Alice is an enormously brave soul and I truly believe she will accomplish what she has set out to do.

“If I can do it, anyone can!”

I agree.


Not only has Alice faced great adversity in her journey to saying yes to a life on mission and in specifically moving to Gtown, she has now recently been met with heartbreaking loss. In September of 2019, Alice tragically lost her younger sister due to medical complications. Despite having to face the passing of a beloved family member, she wants people to know that in the midst of complete brokenness there is still hope even in the darkest of places.

“Everyone gets beaten by loss even though God gives us peace. This is the one time, especially on the week [my sister] left us, that nothing made sense to me out of all the things that people told me or even out of what I’ve been telling others myself. It’s only God who can surely answer most of the questions we get and whose voice can be heard. It actually made sense why He had to send us a Helper/Comforter because He knew during such a time, only He can really reach someone’s heart and mind with comfort.

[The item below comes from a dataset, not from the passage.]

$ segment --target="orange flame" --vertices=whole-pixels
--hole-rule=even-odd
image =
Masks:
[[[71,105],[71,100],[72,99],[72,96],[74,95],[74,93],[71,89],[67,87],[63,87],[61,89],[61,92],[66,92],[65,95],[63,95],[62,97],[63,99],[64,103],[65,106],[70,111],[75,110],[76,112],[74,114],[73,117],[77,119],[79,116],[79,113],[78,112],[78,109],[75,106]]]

The other thing was the prayers that people prayed, because it took those prayers for me to hear God’s voice at the worst times. Even when I couldn’t pray or read scriptures, I could still feel his presence.”

Alice is now back in Gtown, moving back after just two months since the passing of her sister, continuing to live boldly and serve faithfully. Please pray for Alice, as well as countless other African women like her, who are truly taking up their cross to follow their Savior to the ends of the earth. No matter the cost.